SAN ANGELO, TX — The sentencing date and location for former San Angelo Police Chief Tim Vasquez has been set for July 18 at 1 p.m. at the US Courthouse, 33 E Twohig, San Angelo. Vasquez has since changed lawyers and his new lawyer wants to know why Vasquez was remanded into the custody of the US Marshals instead of being released on bond following his conviction on March 24 of bribery and three counts of honest mail services fraud. Vasquez has been held in the Terry County Jail in Brownfield since his jury trial’s conclusion in Lubbock on March 24.
In the courtroom back in March, presiding Federal Judge James Wesley Hendrix ordered Vasquez locked up to await his sentencing date. “I think the information is strong. I think it is material and is concerning to me,” Hendrix stated, expressing his fears that Vasquez was a flight risk.
Generally, convicted felons can be released on bond to await their sentencing unless there are circumstances that convince a judge to deny a bail bond.
Vasquez’s new attorney, Franklyn Mickelsen, claimed in court filings that he as Vasquez’s new attorney has not been told what that flight risk information is and he wants to know. Apparently Vasquez himself doesn’t know what the information is.

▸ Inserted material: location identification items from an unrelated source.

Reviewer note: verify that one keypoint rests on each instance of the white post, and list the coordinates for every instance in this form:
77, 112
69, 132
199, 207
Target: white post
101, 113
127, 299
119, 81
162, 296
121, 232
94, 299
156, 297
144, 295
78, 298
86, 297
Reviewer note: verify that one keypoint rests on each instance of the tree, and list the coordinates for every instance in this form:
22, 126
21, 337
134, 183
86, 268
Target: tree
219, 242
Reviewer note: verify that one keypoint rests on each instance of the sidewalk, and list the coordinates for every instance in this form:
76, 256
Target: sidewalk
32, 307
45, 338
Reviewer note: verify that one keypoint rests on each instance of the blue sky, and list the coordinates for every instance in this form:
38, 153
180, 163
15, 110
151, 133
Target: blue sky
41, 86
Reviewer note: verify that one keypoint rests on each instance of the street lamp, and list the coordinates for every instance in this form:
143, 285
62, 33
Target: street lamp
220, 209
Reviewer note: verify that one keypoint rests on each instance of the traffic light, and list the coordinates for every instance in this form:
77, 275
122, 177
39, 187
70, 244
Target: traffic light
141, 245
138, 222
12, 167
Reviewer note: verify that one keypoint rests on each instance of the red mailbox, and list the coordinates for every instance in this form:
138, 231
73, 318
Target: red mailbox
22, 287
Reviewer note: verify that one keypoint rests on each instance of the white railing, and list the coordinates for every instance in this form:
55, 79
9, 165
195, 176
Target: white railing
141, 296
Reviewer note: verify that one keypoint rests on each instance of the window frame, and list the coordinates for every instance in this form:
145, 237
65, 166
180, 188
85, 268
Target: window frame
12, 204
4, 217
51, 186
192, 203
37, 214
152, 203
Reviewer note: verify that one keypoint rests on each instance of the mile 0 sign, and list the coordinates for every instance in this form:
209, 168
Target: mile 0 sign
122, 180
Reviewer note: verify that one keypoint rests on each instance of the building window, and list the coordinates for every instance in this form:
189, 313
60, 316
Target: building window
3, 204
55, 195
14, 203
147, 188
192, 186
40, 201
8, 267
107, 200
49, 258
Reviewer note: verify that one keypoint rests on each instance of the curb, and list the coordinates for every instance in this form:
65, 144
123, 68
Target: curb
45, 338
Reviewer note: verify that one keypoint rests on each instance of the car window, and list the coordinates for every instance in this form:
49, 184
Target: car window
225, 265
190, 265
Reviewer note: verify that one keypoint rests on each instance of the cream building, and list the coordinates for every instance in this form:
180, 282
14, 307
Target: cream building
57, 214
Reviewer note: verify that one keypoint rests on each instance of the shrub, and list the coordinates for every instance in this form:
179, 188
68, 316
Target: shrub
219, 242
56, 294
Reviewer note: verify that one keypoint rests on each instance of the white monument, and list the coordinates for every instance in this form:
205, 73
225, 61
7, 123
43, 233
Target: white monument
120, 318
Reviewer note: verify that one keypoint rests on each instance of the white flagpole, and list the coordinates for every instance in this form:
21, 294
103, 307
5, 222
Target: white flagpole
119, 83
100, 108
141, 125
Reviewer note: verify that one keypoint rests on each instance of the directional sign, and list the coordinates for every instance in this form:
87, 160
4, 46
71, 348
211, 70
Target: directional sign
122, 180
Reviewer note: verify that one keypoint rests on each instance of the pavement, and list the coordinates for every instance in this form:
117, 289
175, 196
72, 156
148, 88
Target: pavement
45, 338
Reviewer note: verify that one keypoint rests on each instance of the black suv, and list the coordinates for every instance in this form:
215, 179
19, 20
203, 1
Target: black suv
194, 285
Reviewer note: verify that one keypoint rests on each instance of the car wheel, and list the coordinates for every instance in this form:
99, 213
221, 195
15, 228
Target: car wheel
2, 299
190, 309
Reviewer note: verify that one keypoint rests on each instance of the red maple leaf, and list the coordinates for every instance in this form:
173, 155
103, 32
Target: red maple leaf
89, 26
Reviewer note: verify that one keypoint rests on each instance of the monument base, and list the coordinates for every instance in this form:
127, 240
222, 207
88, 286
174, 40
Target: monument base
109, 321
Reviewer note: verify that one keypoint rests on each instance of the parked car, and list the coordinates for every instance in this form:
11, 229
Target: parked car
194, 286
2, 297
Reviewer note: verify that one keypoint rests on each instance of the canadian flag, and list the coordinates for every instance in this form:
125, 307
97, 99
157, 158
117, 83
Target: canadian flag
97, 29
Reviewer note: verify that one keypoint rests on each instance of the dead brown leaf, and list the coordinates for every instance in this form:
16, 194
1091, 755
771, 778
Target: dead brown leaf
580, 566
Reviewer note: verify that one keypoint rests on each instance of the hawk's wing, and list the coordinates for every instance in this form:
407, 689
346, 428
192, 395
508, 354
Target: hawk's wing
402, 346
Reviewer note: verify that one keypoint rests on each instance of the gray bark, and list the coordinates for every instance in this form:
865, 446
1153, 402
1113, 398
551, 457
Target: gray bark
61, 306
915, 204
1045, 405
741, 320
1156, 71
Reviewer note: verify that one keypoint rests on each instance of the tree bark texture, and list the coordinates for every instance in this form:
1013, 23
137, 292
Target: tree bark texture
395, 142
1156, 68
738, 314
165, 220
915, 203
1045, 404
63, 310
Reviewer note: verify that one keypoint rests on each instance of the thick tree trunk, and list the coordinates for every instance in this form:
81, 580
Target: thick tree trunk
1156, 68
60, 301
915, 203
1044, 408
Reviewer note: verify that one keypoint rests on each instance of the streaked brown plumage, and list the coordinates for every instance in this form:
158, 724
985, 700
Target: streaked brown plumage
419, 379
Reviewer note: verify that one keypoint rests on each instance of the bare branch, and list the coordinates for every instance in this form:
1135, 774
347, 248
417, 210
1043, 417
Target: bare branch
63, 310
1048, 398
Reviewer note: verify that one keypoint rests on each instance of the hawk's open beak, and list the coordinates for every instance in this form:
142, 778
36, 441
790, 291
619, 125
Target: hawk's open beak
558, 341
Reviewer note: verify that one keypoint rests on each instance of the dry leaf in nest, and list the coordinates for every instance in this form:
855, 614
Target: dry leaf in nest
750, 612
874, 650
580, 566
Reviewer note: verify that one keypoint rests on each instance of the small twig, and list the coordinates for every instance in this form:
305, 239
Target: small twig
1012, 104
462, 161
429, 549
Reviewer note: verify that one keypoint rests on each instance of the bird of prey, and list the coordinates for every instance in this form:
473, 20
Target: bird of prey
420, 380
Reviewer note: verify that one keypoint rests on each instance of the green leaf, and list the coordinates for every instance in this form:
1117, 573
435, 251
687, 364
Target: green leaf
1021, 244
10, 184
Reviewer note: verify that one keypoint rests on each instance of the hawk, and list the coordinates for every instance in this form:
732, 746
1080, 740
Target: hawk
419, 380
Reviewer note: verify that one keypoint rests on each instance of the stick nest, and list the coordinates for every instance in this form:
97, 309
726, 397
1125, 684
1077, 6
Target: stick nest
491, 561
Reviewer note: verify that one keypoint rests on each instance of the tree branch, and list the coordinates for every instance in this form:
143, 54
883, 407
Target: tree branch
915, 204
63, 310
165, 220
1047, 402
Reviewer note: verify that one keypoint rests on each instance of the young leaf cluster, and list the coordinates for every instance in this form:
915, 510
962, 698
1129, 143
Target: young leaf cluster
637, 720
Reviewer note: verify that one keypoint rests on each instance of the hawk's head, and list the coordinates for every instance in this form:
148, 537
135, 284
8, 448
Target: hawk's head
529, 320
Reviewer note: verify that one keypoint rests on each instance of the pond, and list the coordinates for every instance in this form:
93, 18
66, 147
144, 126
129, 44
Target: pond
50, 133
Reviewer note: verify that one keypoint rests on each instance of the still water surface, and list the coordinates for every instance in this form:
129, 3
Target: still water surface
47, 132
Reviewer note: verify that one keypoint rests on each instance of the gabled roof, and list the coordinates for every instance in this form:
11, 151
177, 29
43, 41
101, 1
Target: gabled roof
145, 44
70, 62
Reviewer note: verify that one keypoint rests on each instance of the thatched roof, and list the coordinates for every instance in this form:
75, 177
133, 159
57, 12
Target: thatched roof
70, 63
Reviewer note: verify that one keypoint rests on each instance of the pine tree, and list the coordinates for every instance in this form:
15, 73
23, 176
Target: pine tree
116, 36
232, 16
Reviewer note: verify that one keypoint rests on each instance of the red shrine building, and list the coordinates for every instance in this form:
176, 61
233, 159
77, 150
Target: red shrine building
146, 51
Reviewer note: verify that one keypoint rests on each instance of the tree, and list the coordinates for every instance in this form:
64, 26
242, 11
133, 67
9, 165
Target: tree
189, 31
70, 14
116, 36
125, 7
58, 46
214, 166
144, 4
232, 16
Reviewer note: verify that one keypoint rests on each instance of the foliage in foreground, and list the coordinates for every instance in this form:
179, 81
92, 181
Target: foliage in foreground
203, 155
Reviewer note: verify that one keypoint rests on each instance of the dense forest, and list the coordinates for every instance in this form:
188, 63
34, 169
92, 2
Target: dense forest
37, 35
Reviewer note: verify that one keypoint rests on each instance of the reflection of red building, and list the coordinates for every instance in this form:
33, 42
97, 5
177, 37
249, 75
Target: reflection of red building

“After Mr. Vasquez was convicted at trial, the government disclosed information to the Court in camera that it had learned in a grand jury investigation. Mr. Vasquez’s counsel at the time agreed to exclude his client from the in camera hearing,” Mickelsen stated in the filing.

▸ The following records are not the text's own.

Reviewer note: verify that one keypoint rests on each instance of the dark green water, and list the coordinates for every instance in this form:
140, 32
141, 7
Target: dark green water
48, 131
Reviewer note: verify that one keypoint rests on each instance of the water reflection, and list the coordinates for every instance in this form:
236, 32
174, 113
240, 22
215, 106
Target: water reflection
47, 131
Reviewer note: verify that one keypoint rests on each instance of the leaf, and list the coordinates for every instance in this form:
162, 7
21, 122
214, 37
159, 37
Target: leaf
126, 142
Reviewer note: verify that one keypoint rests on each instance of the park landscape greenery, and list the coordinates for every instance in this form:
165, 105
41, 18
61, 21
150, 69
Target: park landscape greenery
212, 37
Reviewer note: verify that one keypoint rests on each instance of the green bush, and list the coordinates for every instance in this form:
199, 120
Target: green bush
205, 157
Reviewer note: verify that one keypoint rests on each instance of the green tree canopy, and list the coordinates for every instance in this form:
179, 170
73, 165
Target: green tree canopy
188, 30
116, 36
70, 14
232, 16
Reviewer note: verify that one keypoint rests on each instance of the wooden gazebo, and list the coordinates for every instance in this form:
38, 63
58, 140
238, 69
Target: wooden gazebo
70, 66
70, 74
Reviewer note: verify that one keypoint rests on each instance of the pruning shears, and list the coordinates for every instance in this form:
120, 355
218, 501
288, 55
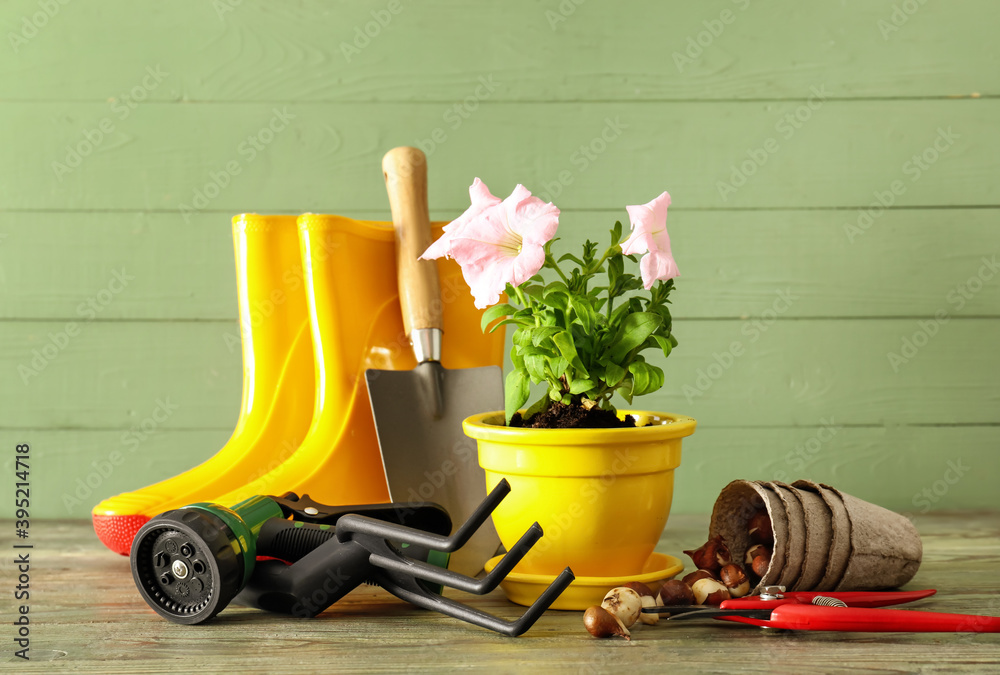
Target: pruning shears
849, 611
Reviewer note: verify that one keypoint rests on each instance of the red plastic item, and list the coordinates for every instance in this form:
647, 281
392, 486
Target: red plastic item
861, 619
852, 598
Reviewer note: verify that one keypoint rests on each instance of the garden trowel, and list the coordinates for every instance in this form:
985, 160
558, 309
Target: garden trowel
418, 414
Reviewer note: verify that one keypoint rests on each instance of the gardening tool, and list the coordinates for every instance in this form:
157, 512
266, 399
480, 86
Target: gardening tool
190, 563
418, 414
848, 611
278, 382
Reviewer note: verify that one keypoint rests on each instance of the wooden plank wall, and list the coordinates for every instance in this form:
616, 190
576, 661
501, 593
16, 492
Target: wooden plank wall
776, 126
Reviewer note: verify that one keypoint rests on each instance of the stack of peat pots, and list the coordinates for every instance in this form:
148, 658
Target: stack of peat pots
824, 539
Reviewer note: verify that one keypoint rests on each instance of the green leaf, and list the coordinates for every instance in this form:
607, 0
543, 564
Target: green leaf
494, 313
646, 378
625, 389
557, 299
540, 333
564, 343
641, 377
633, 332
664, 344
517, 358
613, 373
535, 365
516, 392
522, 338
616, 233
539, 406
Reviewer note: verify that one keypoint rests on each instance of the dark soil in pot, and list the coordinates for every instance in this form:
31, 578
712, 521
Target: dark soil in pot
562, 416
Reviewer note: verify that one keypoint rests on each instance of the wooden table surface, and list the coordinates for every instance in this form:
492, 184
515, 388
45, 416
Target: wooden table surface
87, 617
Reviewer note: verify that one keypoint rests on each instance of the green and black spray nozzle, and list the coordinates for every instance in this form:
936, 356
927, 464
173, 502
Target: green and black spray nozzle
190, 563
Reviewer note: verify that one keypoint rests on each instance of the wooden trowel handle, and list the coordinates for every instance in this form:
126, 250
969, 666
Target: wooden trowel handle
405, 172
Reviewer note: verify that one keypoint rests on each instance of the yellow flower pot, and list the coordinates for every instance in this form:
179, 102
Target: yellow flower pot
602, 496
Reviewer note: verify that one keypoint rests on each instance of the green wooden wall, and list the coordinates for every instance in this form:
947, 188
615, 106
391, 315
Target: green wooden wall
777, 127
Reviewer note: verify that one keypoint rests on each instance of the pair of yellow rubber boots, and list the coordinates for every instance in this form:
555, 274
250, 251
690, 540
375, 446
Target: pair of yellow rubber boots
318, 305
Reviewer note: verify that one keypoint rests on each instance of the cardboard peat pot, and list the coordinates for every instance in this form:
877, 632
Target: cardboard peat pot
824, 539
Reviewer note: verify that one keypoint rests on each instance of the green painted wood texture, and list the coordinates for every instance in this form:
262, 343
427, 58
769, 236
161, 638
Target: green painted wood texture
777, 137
87, 617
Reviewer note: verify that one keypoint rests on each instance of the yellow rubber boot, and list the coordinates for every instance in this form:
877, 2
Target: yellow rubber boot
278, 382
350, 272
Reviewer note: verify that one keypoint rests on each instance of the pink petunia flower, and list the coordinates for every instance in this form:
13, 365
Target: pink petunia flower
481, 199
496, 242
649, 236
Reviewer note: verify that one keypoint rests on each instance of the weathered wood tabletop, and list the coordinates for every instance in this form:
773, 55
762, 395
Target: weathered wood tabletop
87, 617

Vasquez’s former attorney, David Guinn, informed Mickelsen that he knew what the information was but, according to Mickelsen, Guinn told him he was not allowed to disclose it.
On May 13, the Vasquez docket in the Federal Northern District Court produced a slew of filings from Mickelsen concerning the transcripts of the pretrial conference on March 21 until the trial ended on March 24. In all, the transcripts Mickelsen requested to be released could include the entire trial in four volumes plus the transcripts of the pretrial hearings. US Attorney Jeffrey Haag has made a sealed request pertaining to redactions of the court transcripts. The judge ordered Haag to respond to Mickelsen’s request to unseal the transcripts by May 24. If there are no objections, the transcripts could be released to the public in 90 days.
Tim Vasquez was convicted of receiving bribes from public safety radio vendor Dailey and Wells Communications, Inc. of San Antonio. In return for bribes, that prosecutors said were paid as overpayments for hiring Vasquez’s band, Funky Munky, Vasquez became Dailey and Wells’ paid promoter inside city hall. The City of San Angelo purchased all of its public safety radios from Dailey and Wells since 2008. Vasquez served at San Angelo’s elected chief of police from 2004 until his defeat in 2016. The jury found Vasquez guilty on March 24.
Vasquez faces up to 70 years in prison if the judge orders the prison terms to be served consecutively. The maximum sentence is 10 years for bribery and 20 years for each of the three counts of mail fraud. Interestingly, each of the mail fraud convictions are for each check the City of San Angelo cut and mailed to pay for the entire $5.7 million Harris radio upgrade to the public safety radio network installed throughout the city by Dailey and Wells in 2016.